Cadı olduğu zamanları. Sadece bir cadı. Cana susamış, kana aç, katil bir canavar değil, güçlü ve masum bir cadı. Aynı cümleyi sesli kursaydı kendisini camdan atabilirdi. Bunu düşünmekse, midesinde bir bulantıya sebep oldu. Mumların kokuları etrafa yayılırken kız kardeşiyle o konuşmaları, duydukları tekrar tekrar anılarında canlandı. Annesinin ferahlatıcı, fesleğene çalan keskin parfüm kokusu çalındı adeta burnuna. Minicik avuçlarıyla güçlükle sarmaladığı eflatun kolye.. Gözlerini kapadı ve açtı. Kolyesini görebiliyordu, hemen yanındaki komidinin üzerinedeydi.. Başta ikizinin imgelerini hayatından çıkarmak zorunda olduğunu hissetmişti, ta her şeyin en başında.
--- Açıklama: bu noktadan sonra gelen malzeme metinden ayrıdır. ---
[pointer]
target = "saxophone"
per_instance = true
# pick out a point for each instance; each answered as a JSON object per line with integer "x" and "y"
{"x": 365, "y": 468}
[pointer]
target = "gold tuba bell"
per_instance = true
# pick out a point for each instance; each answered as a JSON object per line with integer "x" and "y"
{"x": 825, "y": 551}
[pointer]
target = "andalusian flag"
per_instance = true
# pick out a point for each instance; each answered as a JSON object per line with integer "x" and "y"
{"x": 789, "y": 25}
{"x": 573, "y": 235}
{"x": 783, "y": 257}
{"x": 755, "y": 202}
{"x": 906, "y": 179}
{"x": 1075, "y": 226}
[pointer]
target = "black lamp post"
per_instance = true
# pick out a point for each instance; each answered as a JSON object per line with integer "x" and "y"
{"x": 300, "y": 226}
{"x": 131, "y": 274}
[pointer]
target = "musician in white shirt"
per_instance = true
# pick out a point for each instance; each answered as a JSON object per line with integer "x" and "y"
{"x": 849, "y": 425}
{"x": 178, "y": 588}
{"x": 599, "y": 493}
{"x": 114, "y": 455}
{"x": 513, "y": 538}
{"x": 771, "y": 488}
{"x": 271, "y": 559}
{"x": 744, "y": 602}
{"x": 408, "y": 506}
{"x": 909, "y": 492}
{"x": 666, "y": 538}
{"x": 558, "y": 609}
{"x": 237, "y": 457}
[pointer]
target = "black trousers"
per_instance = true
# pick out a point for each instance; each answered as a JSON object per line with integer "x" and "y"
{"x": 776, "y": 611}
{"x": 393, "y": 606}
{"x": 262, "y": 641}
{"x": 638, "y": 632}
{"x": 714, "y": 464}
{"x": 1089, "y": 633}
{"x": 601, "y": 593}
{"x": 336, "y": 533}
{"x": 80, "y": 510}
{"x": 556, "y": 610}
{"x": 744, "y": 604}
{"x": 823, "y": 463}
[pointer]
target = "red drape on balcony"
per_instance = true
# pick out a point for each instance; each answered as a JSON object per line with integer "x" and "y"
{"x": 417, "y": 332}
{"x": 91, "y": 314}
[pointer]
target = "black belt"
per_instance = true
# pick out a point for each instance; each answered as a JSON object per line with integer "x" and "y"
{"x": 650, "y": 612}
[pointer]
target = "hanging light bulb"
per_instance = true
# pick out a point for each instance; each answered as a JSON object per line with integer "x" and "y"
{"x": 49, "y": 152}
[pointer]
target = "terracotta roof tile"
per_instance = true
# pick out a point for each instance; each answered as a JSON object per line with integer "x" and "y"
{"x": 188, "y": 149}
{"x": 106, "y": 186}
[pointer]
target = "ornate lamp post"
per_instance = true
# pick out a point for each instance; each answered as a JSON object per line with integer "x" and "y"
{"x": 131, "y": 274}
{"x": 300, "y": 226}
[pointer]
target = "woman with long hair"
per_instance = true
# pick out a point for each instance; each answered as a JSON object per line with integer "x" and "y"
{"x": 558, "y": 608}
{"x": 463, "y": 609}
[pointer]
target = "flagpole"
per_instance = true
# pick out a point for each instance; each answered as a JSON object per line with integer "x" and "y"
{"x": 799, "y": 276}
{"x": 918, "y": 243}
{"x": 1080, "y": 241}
Ama yaşananlar düşüncelerindeki doğru ve yanlış anlayışını öyle bir yere sürüklemişti ki, şimdi onu hatırladığına sevinmişti. Kolyeyle uzun bir süre bakıştıktan sonra yataktan kalktı. Ta ki parlak imge gözüne ilişinceye kadar. Olduğu yerde dondu kaldı. Odak noktası seyrekleşti; düşünceleri de bir o kadar keskindi. Eğer yaşadıkları, hisleri, gördükleri, her şeyiyle bir rüyaya gömüldüyse, Deanerys'in kolyesi favori halısının üzerine ne arıyordu?
"O burada.." aklı başında son düşüncesiydi.
Ve karanlık..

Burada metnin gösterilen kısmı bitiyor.